46. A method of treating and/or preventing a disease comprising administering a ligand according to any preceding claim, and/or a pharmaceutical composition according to claim 45 to a mammalian patient.

47. A computer for producing a model or three-dimensional representation of a molecule or molecular complex, wherein said molecule or molecular complex comprises a retaining glycosyltransferase or ligand binding pocket thereof defined by structural coordinates of a retaining glycosyltransferase amino acids or a ligand binding pocket thereof, or comprises structural coordinates of atoms of a ligand or a three-dimensional representation of a homolog of said molecule or molecular complex, wherein said computer comprises:

(a) a machine-readable data storage medium comprising a data storage material encoded with machine readable data wherein said data comprises the structural coordinates of glycosyltransferase amino acids according to Table 4, 5, or 6 or a ligand binding pocket or a ligand thereof;

(c) a central-processing unit coupled to said working memory and to said machine-readable data storage medium for processing said machine readable data into said three-dimensional representation; and (d) a display coupled to said central-processing unit for displaying said three-dimensional representation.

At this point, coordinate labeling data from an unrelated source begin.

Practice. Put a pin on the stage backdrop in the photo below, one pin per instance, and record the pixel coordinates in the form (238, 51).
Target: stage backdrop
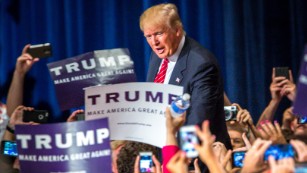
(248, 38)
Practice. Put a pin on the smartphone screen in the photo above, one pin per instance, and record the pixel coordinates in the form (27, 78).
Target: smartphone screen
(237, 158)
(282, 71)
(279, 151)
(145, 161)
(301, 119)
(40, 50)
(188, 138)
(80, 116)
(9, 148)
(37, 116)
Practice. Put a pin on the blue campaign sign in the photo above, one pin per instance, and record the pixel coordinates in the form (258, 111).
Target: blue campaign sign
(74, 147)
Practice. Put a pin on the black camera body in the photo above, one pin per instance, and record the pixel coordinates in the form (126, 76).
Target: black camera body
(37, 116)
(302, 119)
(230, 113)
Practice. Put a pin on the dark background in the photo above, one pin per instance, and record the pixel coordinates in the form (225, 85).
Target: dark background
(248, 37)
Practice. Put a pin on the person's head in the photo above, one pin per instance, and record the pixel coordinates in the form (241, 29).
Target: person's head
(235, 131)
(162, 29)
(128, 153)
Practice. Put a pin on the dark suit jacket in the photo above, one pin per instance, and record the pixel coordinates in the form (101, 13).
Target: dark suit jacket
(198, 72)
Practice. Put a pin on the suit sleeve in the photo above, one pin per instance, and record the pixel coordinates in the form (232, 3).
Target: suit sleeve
(206, 92)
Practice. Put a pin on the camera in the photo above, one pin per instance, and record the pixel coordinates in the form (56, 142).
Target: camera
(279, 151)
(37, 116)
(188, 138)
(230, 113)
(80, 116)
(145, 162)
(282, 71)
(237, 158)
(302, 119)
(9, 148)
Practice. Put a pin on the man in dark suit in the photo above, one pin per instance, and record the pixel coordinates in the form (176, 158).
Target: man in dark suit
(188, 64)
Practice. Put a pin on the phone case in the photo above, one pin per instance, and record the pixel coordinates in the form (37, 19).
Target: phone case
(188, 138)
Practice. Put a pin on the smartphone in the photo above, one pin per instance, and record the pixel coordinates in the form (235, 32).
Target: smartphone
(80, 116)
(9, 148)
(188, 138)
(279, 151)
(300, 167)
(37, 116)
(145, 162)
(230, 113)
(237, 158)
(282, 71)
(302, 119)
(40, 50)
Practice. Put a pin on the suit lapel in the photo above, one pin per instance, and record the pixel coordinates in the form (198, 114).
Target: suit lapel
(181, 65)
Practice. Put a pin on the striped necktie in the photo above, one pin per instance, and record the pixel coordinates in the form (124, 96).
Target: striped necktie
(161, 74)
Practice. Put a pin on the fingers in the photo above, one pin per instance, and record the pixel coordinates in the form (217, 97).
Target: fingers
(246, 141)
(301, 150)
(226, 158)
(196, 166)
(157, 164)
(290, 76)
(137, 164)
(177, 163)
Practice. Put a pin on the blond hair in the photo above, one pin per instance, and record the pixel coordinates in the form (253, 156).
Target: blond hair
(165, 14)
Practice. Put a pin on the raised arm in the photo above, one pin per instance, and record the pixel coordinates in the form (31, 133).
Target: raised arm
(23, 65)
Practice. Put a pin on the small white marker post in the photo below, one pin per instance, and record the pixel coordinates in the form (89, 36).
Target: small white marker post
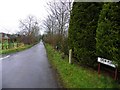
(70, 56)
(107, 62)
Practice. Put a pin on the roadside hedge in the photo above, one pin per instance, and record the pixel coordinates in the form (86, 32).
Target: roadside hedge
(82, 31)
(108, 33)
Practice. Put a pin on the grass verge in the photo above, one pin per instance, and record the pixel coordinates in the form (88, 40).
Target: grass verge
(13, 50)
(73, 76)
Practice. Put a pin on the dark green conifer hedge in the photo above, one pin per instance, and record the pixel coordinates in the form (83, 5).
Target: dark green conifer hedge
(82, 31)
(108, 33)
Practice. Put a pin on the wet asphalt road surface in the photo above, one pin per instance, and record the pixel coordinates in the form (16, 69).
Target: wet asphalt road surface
(28, 69)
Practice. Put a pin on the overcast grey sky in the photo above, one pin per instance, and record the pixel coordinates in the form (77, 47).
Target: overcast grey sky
(11, 11)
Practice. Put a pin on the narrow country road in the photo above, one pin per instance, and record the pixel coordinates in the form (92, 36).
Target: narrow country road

48. A method of conducting a drug discovery business comprising:

(a) providing one or more systems or methods for identifying modulators based on a model according to any preceding claim; (b) conducting therapeutic profiling of modulators identified in step (a), or further analogs thereof, for efficacy and toxicity in animals; and (c) formulating a pharmaceutical composition including one or more agents identified in step

(b) as having an acceptable therapeutic profile.

49. A method as claimed in claim 48 including establishing a distribution system for distributing the pharmaceutical composition for sale, and optionally establishing a sales group for marketing the pharmaceutical composition.

50. A method of conducting a target discovery business comprising:

(a) providing one or more system or method for identifying modulators based on a model as claimed in any preceding claim; (b) optionally conducting therapeutic profiling of modulators identified in (a) for efficacy and toxicity in animals; and (c) licensing to a third party the rights for further drug development and/or sales for agents identified in step (a), or analogs thereof.

51. A crystal comprising a glycosyltransferase ligand binding pocket, substantially as described herein and with reference to the accompanying figures.